Our family's kid-friendliness ranking (with an 11-year-old)
This is the ranking my family built on a single criterion — is co-op play with my 11-year-old fun and safe? It will vary by kid maturity, prior game experience, and sensitivity to scary content.
- 1COBBLEVERSEPokémon concept + almost no violence. Top pick for a kid's first modpack.
- 2Better MC BMC4Vanilla + graphics + rich biomes, easy to adjust to.
- 3ATM10 / All the MonsAutomation + Pokémon, light death penalty.
- 4DarkRPG / Prominence 2RPG with balanced family friendliness.

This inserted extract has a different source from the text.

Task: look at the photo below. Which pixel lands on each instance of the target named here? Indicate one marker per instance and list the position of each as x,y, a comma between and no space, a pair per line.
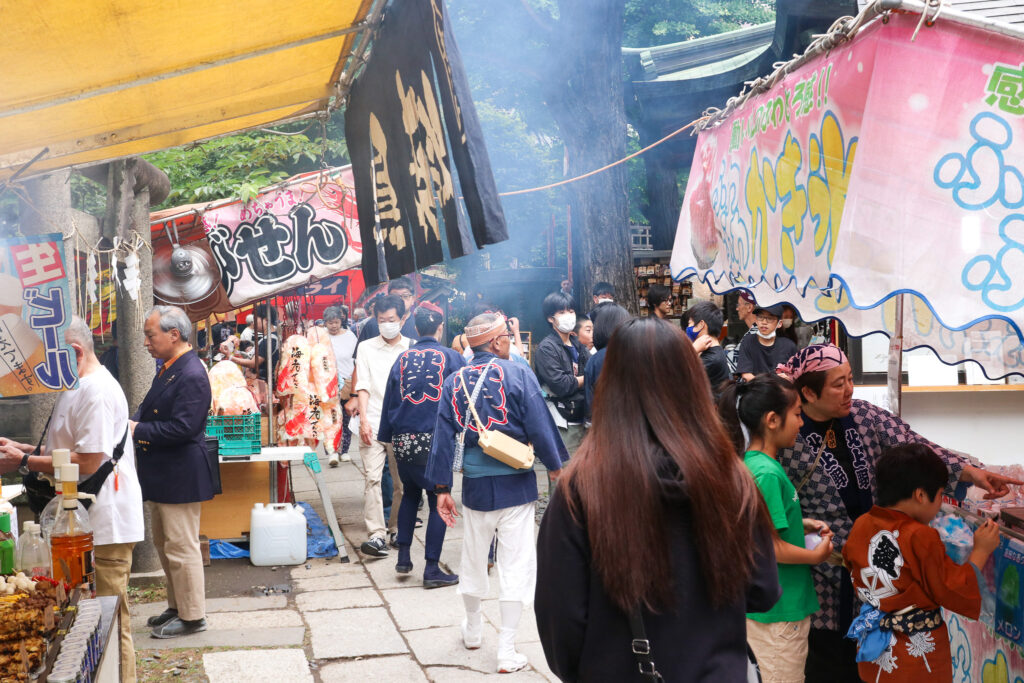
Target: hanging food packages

- 5ATM10 Sky / FTB StoneBlock 4FTB Quests guidance keeps progression clear.
- 6Cisco's UltimateFor teens with prior RPG experience.
- 7Vault Hunters 3Roguelike entry barrier, eased by family co-op.
- 8Cursed WalkingFor kids who can handle zombie content.
- 9DeceasedCraft / NightfallCraftVisual horror + Souls-like difficulty — not recommended for kids.
- 10RLCraftMaximizes kid frustration — recommended for teens and up.
Common rules we learned from family play
- Outer base walls in obsidian — our rule since the DarkRPG Cyclops incident. We apply it without exception in any modpack with strong monsters.
- "Keep Inventory On" first — the single setting that most lowers a kid's frustration frequency. Configurable in DarkRPG / DarkInventory.
- Family co-entry for first dungeons — big content like the first Vault in Vault Hunters or the first BoMD boss in DarkRPG, parent and kid go in together.
- Make role splits explicit — agreeing on "parent on boss, kid on treasure" up front keeps the kid's activity stable.
- Horror/grotesque content needs kid consent — DeceasedCraft, NightfallCraft, RLCraft and similar tone-heavy packs: tell the kid in advance and get their okay.
- Compromise on light shaders for FPS — a weak kid PC can be solved with light shaders. The balance of visual satisfaction and stability.
This journal records the operator's own family play experience, and results can differ for other families playing the same modpack. Kid-friendliness depends on the kid's maturity, game experience, and sensitivity to scary content, so a parent's judgment up front matters most.
I update this page whenever we play a new modpack. Last updated: June 2026.